Fix integers $k\geq2$ and $N>1$, and let $S(k,N)$ denote the normalized new Hecke eigenforms in $S_k(\Gamma_1(N))$. [If it makes my question easier to answer, feel free to replace this with $\Gamma_0(N)$].

For $f \in S(k,N)$, one can define an associated adjoint L-function $L(s,\mathrm{ad}\ f)$. Of particular interest is the special value at $s=1$, which is related to congruences between modular forms. There is a period $\Omega_f$ such that $\frac{L(1,\mathrm{ad}\ f)}{\Omega_f}$ is algebraic.

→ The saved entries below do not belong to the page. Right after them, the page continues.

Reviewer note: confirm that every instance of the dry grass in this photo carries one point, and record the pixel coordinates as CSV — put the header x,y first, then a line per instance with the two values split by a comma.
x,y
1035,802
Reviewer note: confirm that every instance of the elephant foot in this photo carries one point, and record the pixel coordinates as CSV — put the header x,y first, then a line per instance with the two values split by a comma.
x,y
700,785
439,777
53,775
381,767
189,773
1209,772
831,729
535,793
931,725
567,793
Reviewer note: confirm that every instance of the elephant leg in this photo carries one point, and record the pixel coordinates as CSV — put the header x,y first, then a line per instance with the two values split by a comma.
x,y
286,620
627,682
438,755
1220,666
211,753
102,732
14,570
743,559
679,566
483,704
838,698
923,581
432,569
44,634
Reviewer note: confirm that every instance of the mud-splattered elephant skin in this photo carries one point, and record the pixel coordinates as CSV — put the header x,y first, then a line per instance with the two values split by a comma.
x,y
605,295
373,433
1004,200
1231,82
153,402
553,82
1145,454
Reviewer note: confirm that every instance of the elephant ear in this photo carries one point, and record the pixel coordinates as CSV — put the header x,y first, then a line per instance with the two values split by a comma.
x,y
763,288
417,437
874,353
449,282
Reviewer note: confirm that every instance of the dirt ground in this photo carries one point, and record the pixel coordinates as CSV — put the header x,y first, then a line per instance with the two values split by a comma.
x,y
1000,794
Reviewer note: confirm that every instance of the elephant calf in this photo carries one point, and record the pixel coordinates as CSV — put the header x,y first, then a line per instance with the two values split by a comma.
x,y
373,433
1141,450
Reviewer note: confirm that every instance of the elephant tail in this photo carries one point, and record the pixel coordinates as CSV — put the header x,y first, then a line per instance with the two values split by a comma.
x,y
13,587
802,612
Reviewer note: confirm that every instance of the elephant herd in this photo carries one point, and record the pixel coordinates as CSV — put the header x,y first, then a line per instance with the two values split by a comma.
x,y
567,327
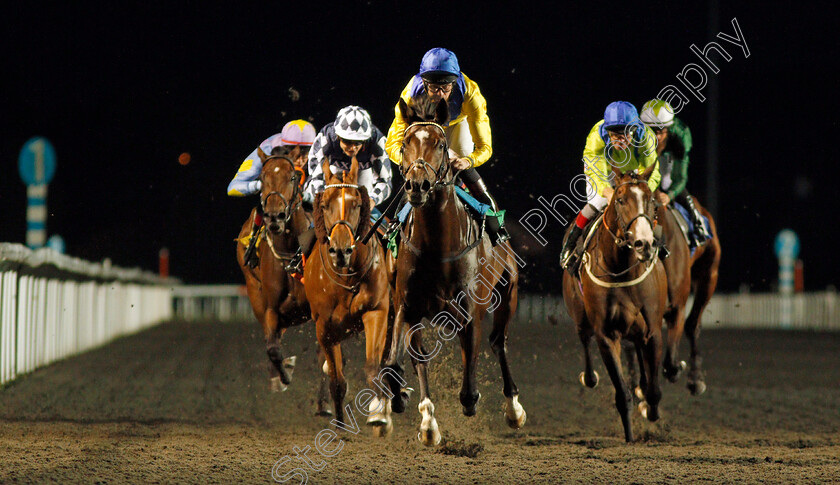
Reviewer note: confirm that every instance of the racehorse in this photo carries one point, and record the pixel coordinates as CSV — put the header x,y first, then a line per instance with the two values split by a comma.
x,y
347,288
447,271
277,299
622,293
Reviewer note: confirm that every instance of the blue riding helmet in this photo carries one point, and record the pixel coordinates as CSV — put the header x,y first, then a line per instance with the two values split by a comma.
x,y
620,114
440,65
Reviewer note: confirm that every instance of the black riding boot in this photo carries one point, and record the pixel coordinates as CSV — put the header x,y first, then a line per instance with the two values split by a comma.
x,y
568,259
250,257
701,235
306,240
478,189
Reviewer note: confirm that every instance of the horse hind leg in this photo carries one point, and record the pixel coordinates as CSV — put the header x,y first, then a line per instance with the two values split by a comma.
x,y
515,415
675,321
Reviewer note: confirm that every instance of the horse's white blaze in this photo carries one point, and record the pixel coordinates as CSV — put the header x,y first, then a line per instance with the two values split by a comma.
x,y
641,227
429,431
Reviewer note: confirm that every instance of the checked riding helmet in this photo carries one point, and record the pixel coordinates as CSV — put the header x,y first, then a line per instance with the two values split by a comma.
x,y
657,113
353,123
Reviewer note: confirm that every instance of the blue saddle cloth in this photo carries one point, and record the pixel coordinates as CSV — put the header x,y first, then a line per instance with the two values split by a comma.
x,y
692,232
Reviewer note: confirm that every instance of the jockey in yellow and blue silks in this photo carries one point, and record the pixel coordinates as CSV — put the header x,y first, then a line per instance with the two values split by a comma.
x,y
468,131
620,140
673,144
247,179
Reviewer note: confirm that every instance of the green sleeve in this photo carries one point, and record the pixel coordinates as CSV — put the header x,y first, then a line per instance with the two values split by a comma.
x,y
680,139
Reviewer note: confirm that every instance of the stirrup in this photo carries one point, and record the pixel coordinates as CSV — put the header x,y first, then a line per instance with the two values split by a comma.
x,y
295,264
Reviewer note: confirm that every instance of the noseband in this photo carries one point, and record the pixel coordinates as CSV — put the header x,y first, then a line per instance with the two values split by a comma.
x,y
297,195
444,165
620,236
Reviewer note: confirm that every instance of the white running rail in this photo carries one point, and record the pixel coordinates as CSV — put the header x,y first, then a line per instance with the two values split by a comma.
x,y
54,306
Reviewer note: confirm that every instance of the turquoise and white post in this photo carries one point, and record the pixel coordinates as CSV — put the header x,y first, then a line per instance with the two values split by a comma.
x,y
787,249
37,167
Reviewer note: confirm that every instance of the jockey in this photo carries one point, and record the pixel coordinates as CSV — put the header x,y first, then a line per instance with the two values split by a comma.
x,y
673,144
247,180
622,141
468,131
352,134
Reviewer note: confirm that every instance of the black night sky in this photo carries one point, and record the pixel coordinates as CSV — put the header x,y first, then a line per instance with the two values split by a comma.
x,y
122,89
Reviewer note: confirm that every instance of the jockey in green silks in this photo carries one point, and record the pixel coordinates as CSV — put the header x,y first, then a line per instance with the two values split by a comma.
x,y
673,144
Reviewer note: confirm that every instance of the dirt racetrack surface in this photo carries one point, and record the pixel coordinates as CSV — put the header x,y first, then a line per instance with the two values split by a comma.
x,y
189,403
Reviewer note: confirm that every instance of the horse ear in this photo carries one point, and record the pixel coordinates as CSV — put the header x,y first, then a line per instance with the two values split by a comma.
x,y
442,112
405,110
353,174
325,167
649,171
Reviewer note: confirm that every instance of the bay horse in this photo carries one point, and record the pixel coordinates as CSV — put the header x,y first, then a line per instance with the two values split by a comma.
x,y
277,299
621,294
447,272
348,290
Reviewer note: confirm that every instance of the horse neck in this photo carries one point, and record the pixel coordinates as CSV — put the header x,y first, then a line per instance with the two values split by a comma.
x,y
437,220
614,257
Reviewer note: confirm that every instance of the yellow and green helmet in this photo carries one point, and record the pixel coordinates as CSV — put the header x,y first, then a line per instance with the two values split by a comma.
x,y
657,113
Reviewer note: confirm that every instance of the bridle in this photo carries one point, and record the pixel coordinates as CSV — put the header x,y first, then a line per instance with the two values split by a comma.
x,y
297,193
442,169
353,238
620,237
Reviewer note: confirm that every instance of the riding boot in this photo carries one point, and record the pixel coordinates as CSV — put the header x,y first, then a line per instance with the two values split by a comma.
x,y
478,189
568,256
250,257
701,234
306,240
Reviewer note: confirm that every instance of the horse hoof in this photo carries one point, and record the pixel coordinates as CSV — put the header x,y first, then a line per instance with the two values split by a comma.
x,y
643,409
276,385
639,393
592,385
697,388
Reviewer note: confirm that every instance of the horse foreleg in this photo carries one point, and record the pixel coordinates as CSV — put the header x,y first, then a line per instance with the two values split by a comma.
x,y
514,412
705,287
675,321
323,408
335,370
379,408
611,355
429,433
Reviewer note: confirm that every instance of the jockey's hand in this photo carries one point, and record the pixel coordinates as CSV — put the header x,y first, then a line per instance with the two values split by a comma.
x,y
462,163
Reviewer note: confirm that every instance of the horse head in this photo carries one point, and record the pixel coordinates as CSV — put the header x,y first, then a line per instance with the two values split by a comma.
x,y
342,213
280,194
425,157
632,203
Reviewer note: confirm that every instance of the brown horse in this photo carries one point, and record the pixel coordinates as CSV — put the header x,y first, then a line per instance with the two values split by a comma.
x,y
278,300
447,272
622,293
348,291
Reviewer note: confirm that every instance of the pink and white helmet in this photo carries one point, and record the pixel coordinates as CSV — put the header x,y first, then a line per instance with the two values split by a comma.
x,y
298,132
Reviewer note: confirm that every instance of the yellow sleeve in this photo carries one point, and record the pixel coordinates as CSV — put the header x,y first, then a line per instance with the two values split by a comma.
x,y
595,165
647,155
475,109
393,142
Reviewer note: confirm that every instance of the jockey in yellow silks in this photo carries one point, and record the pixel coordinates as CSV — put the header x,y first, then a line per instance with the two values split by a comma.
x,y
468,131
622,141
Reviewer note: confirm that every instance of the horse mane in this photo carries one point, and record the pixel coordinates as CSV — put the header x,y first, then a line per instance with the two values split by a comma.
x,y
364,216
318,219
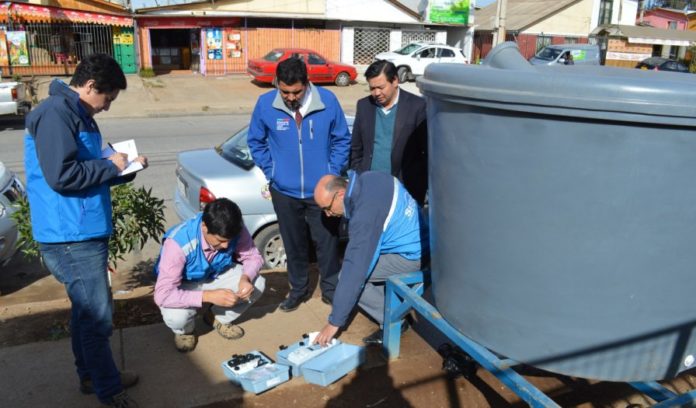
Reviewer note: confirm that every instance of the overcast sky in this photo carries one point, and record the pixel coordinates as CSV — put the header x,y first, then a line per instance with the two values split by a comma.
x,y
152,3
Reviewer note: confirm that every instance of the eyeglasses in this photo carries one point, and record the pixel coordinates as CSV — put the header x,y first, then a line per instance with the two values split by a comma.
x,y
327,209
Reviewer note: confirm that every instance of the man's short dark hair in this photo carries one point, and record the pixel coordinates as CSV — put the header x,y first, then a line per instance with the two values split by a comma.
x,y
291,71
381,67
104,70
224,218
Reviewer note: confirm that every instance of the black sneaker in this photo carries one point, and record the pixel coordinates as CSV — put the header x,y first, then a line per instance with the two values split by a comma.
x,y
291,303
121,400
128,379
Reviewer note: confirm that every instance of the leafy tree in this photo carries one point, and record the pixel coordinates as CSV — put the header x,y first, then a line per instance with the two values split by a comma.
x,y
137,217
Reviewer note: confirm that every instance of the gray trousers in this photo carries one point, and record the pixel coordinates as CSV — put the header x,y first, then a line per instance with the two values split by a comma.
x,y
182,320
372,298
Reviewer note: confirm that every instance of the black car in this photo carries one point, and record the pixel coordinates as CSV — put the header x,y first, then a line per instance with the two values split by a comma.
x,y
662,64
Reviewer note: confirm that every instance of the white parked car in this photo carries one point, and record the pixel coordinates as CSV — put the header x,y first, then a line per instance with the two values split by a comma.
x,y
11,189
412,59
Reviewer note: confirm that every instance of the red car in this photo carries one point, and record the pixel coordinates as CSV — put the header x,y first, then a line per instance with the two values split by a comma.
x,y
319,69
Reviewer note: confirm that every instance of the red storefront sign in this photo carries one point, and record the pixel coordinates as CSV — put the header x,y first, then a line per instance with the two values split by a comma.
x,y
188,22
28,13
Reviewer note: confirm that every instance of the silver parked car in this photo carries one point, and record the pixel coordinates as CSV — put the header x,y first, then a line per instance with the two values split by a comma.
x,y
229,171
11,189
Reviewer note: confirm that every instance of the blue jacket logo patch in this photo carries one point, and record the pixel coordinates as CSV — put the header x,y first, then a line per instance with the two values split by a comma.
x,y
282,124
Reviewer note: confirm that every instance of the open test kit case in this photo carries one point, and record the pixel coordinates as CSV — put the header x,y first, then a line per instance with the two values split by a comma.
x,y
255,372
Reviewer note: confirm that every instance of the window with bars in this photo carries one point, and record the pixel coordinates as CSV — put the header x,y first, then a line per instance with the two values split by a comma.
x,y
368,42
605,11
417,36
543,41
57,44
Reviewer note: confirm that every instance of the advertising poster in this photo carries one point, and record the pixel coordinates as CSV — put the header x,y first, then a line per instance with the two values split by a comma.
x,y
213,42
3,49
449,11
17,44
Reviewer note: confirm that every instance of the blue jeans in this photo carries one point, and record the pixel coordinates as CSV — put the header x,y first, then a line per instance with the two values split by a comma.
x,y
81,267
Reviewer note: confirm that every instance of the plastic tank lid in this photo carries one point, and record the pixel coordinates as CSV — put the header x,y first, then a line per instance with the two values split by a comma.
x,y
507,81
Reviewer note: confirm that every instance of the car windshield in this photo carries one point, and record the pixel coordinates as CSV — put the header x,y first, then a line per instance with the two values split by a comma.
x,y
273,55
408,49
236,150
548,54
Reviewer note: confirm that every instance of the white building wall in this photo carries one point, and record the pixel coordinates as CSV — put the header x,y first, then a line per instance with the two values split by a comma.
x,y
347,37
623,12
628,12
572,21
395,39
367,10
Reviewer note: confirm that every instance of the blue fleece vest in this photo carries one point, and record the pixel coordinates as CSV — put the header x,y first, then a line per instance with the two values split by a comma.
x,y
188,236
68,217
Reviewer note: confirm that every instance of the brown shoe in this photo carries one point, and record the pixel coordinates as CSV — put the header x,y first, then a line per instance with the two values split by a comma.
x,y
228,331
128,379
185,342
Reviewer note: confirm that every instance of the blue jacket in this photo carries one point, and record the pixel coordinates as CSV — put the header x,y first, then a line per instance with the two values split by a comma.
x,y
294,159
383,218
67,180
188,236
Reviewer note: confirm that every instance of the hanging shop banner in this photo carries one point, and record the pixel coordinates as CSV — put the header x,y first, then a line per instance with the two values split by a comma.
x,y
17,43
4,61
29,13
449,11
213,41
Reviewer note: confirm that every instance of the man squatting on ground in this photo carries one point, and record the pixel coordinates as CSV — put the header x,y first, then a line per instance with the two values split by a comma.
x,y
209,258
387,236
68,184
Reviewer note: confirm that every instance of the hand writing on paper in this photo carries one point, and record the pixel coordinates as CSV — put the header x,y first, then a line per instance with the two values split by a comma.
x,y
120,160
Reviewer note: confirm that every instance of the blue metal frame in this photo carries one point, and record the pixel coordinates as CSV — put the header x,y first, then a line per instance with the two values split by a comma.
x,y
404,292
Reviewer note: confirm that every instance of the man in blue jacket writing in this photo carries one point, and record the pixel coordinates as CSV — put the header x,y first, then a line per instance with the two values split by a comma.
x,y
297,134
68,184
387,236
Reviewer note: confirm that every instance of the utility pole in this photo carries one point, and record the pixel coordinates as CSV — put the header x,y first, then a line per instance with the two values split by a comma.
x,y
501,10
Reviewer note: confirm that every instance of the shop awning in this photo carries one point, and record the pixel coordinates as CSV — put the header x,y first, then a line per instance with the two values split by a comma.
x,y
648,35
28,13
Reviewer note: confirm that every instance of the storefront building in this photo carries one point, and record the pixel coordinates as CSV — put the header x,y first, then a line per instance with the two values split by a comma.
x,y
43,40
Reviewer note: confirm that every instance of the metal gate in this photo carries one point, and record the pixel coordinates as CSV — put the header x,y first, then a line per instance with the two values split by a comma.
x,y
55,49
417,36
368,42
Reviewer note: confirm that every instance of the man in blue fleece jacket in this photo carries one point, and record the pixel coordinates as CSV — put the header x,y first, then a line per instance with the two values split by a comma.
x,y
388,235
68,184
297,134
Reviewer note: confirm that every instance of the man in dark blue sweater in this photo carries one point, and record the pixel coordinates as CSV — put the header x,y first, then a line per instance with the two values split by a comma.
x,y
387,236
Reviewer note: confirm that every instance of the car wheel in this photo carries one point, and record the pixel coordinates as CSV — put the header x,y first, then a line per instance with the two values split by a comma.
x,y
270,244
343,79
403,73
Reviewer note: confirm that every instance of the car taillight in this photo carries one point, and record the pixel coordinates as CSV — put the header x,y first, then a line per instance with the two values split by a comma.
x,y
205,197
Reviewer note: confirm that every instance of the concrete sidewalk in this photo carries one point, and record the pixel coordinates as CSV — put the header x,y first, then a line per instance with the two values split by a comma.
x,y
43,374
193,94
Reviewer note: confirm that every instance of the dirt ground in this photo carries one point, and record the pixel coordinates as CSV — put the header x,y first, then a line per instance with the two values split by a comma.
x,y
33,308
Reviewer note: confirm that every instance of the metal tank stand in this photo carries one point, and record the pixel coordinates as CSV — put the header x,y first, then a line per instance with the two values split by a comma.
x,y
404,293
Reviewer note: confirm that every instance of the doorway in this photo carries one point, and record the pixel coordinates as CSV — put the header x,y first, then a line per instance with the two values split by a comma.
x,y
174,49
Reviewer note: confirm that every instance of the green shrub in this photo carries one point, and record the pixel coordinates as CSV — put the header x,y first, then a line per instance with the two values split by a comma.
x,y
137,217
147,73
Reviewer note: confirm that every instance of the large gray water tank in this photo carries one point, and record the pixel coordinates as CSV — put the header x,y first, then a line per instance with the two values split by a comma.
x,y
563,213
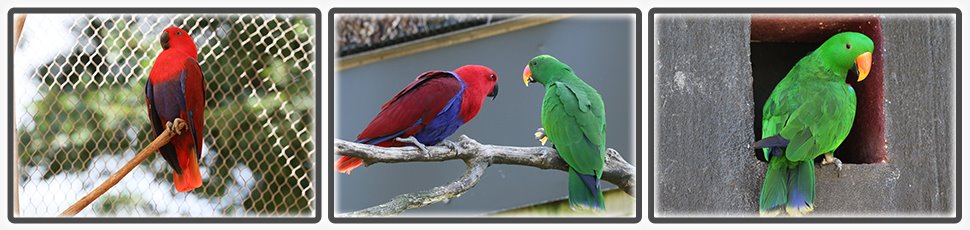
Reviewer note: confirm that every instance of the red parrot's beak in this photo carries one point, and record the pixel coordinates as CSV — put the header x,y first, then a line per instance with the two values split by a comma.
x,y
863,64
527,76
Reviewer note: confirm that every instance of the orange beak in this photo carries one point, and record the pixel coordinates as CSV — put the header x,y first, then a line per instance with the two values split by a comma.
x,y
527,76
864,62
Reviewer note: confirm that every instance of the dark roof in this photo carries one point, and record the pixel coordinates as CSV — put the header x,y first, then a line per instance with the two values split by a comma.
x,y
361,33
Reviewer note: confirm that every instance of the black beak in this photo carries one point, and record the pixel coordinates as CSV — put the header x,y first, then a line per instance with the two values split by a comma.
x,y
164,40
494,92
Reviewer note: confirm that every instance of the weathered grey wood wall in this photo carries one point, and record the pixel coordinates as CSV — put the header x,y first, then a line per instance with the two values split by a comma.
x,y
703,114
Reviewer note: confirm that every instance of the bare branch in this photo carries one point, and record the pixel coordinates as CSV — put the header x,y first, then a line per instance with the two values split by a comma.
x,y
152,147
478,157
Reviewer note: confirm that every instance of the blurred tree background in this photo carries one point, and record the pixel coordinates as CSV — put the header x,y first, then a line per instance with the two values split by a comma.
x,y
81,114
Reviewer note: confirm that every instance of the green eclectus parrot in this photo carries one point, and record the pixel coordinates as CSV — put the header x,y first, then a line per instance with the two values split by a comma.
x,y
809,114
574,120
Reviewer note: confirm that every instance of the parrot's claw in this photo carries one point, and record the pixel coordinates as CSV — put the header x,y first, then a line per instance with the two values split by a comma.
x,y
830,159
541,136
416,143
454,146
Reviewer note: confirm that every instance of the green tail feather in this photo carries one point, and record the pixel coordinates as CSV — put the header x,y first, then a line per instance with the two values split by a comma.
x,y
789,189
774,192
585,195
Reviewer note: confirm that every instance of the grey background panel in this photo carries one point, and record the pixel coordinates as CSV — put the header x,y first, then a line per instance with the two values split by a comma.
x,y
703,113
704,118
599,48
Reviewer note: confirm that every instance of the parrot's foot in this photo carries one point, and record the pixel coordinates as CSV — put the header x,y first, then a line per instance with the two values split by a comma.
x,y
454,146
174,126
416,143
830,159
541,136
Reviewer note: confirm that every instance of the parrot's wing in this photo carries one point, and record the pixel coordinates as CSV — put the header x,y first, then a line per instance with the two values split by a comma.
x,y
574,120
413,107
819,123
194,91
166,99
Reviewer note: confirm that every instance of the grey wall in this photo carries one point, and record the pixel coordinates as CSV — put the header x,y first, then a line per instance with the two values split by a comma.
x,y
601,51
704,124
703,117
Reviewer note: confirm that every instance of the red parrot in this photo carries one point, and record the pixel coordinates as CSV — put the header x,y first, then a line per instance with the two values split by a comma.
x,y
429,109
176,89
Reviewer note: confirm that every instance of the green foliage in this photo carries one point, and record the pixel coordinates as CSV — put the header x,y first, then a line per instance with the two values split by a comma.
x,y
259,103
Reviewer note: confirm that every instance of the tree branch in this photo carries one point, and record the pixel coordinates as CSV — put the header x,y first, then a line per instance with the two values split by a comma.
x,y
478,157
153,147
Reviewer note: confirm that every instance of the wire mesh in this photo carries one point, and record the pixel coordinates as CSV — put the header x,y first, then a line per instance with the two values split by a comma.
x,y
80,114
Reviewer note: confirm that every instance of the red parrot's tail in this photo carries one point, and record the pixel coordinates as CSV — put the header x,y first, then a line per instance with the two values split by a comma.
x,y
190,178
345,164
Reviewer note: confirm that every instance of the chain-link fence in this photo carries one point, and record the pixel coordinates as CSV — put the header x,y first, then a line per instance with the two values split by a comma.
x,y
80,114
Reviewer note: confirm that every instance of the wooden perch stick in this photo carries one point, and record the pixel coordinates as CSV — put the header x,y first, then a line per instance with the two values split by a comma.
x,y
153,147
478,157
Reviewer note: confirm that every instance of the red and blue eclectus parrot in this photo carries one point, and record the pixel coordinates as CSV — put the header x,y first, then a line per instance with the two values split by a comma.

I am interested in the finite sum

$\displaystyle\sum_{f \in S(k,N)}\frac{L(1,\mathrm{ad}\ f)}{\Omega_f}$.

The adjoint $L$-value is essentially the Petersson norm $(f,f)$. If $f$ is a new form, then it is $\frac{2^{k}}{N} (f,f)$ with normalization as in that Feigon-Whitehouse paper. So you want to bound $(f,f)$. Well, the Petersson norm is equivalent to the sup norm (of $y^{k/2}|f|$) on $S(k,N)$. Asymptotic bounds for the sup norm have been studied analytically, for instance by Blomer-Holowinsky (which also contains a summary of the relation between the sup norm and Petersson norm) in the case of square free level and recently by Saha in greater generality. This gives you bounds for individual newforms, and a slightly cruder bound for a general cusp form. Then you can use the dimension formula to at least get a rough bound on this sum. One can maybe do better by trying to filter forms in $S(k,N)$ according to their "true level."